Untitled (Car Crash)
Oil on board
33.5 x 48.25 x 1.5 in. (85.09 x 122.555 x 3.81 cm)
Museum Purchase with Charter Member Endowment Fund
Carlos Almaraz was among the very first artists in the early 1970s to self-identify as a Chicano. Chicano is an informal term in both English and Spanish denoting a US resident of Mexican heritage, and the Chicanismo movement emerged as a revolutionary impulse asserting cultural pride during the early 1970s, amid a wave of civil rights struggles among many so-called minority groups.
Almaraz, though a charismatic and legendary founder of Chicanismo, early on began to perceive the constraints inherent in concepts of identity based on such determinants as ancestry, race, and ethnicity. In the mid-1970s his works began to express idyllic, joyous themes, like the beauty of nature, the exuberance of American urban life, and the pleasures of home; but darker, more troubling themes also emerged, such as natural disasters, burning houses, and mysterious dream images.

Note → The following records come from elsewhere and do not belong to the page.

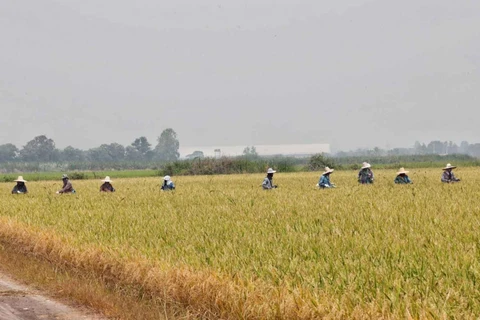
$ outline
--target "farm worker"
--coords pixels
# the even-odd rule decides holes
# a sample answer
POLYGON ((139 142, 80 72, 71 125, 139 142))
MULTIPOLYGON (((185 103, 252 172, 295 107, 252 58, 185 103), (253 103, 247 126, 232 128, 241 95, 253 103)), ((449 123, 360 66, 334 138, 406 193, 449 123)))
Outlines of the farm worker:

His oil painting Untitled (1987) is a stirring example of the many “car crash” pictures that Almaraz created throughout his career. These are compositions of spectacular visual energy: explosions of wild brushwork painted as if in a frenzy; ravishing colors—blinding reds and magentas, blazing oranges and yellows, all densely applied; foregrounded depictions of crumpled car bodies, twisted beyond recognition and sprawled across the black asphalt of a freeway, often against a background of intensely luminous azure skies. Almaraz’s car crash pictures add up to a recurring nightmare version of the idyllic dreamspace of California that still persists in American popular culture. Yet horrific as these scenarios are (as with so many distressing or grotesque sights we happen upon in daily life), they exert an irresistible attraction to our senses and imagination. As hard as it is to behold such horrors, it is even harder to look away.